The little town is rich, with its numerous factories, its handsome thoroughfare lined with two rows of well-built houses, and its pretty church and mairie; but the night before Marshal MacMahon and the Emperor had passed that way with their respective staffs and all the imperial household, and during the whole of the present morning the entire 1st corps had been streaming like a torrent through the main street. The resources of the place had not been adequate to meet the requirements of these hosts; the shelves of the bakers and grocers were empty, and even the houses of the bourgeois had been swept clean of provisions; there was no bread, no wine, no sugar, nothing capable of allaying hunger or thirst. Ladies had been seen to station themselves before their doors and deal out glasses of wine and cups of bouillon until cask and kettle alike were drained of their last drop. And so there was an end, and when, about three o’clock, the first regiments of the 7th corps began to appear the scene was a pitiful one; the broad street was filled from curb to curb with weary, dust-stained men, dying with hunger, and there was not a mouthful of food to give them. Many of them stopped, knocking at doors and extending their hands beseechingly toward windows, begging for a morsel of bread, and women were seen to cry and sob as they motioned that they could not help them, that they had nothing left.

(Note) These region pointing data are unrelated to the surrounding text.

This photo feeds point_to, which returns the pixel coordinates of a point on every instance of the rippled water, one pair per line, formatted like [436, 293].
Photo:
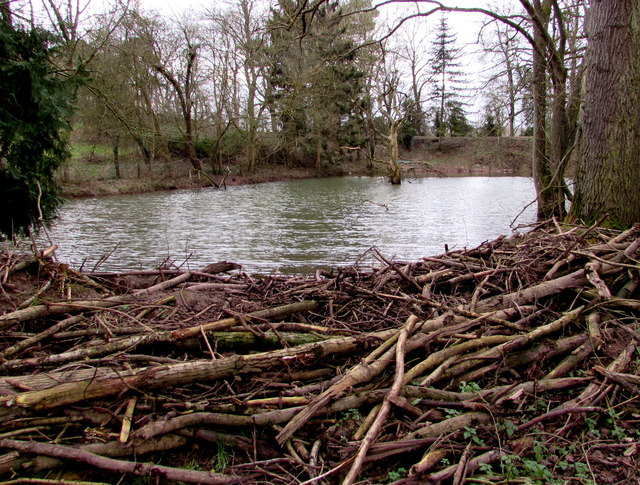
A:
[295, 226]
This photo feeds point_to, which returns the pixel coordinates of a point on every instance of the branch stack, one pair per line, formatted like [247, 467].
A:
[516, 359]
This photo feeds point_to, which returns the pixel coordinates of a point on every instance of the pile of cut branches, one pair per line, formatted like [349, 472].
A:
[514, 360]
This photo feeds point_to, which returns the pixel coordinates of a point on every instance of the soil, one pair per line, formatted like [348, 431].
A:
[427, 157]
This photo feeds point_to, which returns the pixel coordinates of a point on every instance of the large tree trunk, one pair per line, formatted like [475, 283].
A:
[609, 166]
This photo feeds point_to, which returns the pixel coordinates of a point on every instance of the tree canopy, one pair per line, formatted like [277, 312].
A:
[34, 119]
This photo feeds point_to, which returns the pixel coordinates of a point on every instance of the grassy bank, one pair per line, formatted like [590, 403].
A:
[92, 171]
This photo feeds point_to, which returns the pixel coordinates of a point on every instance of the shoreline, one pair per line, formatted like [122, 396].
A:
[130, 186]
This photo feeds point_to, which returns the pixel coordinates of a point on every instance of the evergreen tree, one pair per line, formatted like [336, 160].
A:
[448, 81]
[34, 113]
[313, 79]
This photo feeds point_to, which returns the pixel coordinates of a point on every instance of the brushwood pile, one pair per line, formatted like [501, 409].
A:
[513, 362]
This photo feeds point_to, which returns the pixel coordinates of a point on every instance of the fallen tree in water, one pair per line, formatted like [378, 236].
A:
[515, 359]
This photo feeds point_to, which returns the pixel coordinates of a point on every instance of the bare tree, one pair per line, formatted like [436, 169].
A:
[609, 170]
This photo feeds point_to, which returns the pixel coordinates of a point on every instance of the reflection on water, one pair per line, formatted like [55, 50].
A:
[291, 226]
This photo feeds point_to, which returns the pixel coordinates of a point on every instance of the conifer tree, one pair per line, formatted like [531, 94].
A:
[447, 81]
[34, 114]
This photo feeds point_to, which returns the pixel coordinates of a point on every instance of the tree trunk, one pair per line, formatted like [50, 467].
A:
[116, 155]
[395, 175]
[609, 168]
[542, 175]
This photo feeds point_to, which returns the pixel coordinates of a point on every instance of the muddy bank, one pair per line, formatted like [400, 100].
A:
[515, 360]
[427, 158]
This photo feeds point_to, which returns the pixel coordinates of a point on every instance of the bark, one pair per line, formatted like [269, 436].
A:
[608, 170]
[120, 466]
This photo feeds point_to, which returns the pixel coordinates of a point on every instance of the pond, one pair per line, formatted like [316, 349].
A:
[290, 227]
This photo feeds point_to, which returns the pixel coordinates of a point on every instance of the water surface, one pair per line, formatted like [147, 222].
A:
[294, 226]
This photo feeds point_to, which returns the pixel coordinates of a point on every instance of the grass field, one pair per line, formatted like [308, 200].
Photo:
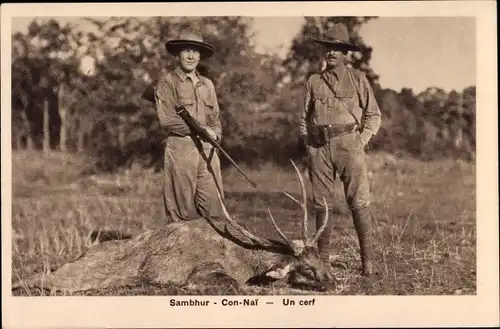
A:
[425, 228]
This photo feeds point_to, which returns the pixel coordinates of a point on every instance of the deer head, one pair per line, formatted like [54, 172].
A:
[305, 266]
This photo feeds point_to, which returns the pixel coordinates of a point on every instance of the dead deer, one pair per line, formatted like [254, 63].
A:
[182, 252]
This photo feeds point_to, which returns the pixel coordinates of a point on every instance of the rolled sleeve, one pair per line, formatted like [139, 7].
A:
[165, 104]
[371, 109]
[304, 114]
[214, 121]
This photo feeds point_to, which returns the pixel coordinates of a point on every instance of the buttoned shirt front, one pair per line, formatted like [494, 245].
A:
[351, 90]
[176, 88]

At the corner of the Rue Dix-Potiers Maurice had an attack of dizziness and reeled as if about to fall. To Jean, who came hastening up, he said:
“No, leave me; it is all up with me. I may as well die here!”
He had sunk down upon a door-step. The corporal spoke in a rough tone of displeasure assumed for the occasion:
“Nom de Dieu! why don’t you try to behave like a soldier! Do you want the Prussians to catch you? Come, get up!”
Then, as the young man, lividly pale, his eyes tight-closed, almost unconscious, made no reply, he let slip another oath, but in another key this time, in a tone of infinite gentleness and pity:
“Nom de Dieu! Nom de Dieu!”
And running to a drinking-fountain near by, he filled his basin with water and hurried back to bathe his friend’s face. Then, without further attempt at concealment, he took from his sack the last remaining biscuit that he had guarded with such jealous caution, and commenced crumbling it into small bits that he introduced between the other’s teeth. The famishing man opened his eyes and ate greedily.
“But you,” he asked, suddenly recollecting himself, “how comes it that you did not eat it?”
“Oh, I!” said Jean. “I’m tough, I can wait. A good drink of Adam’s ale, and I shall be all right.”
He went and filled his basin again at the fountain, emptied it at a single draught, and came back smacking his lips in token of satisfaction with his feast. He, too, was cadaverously pale, and so faint with hunger that his hands were trembling like a leaf.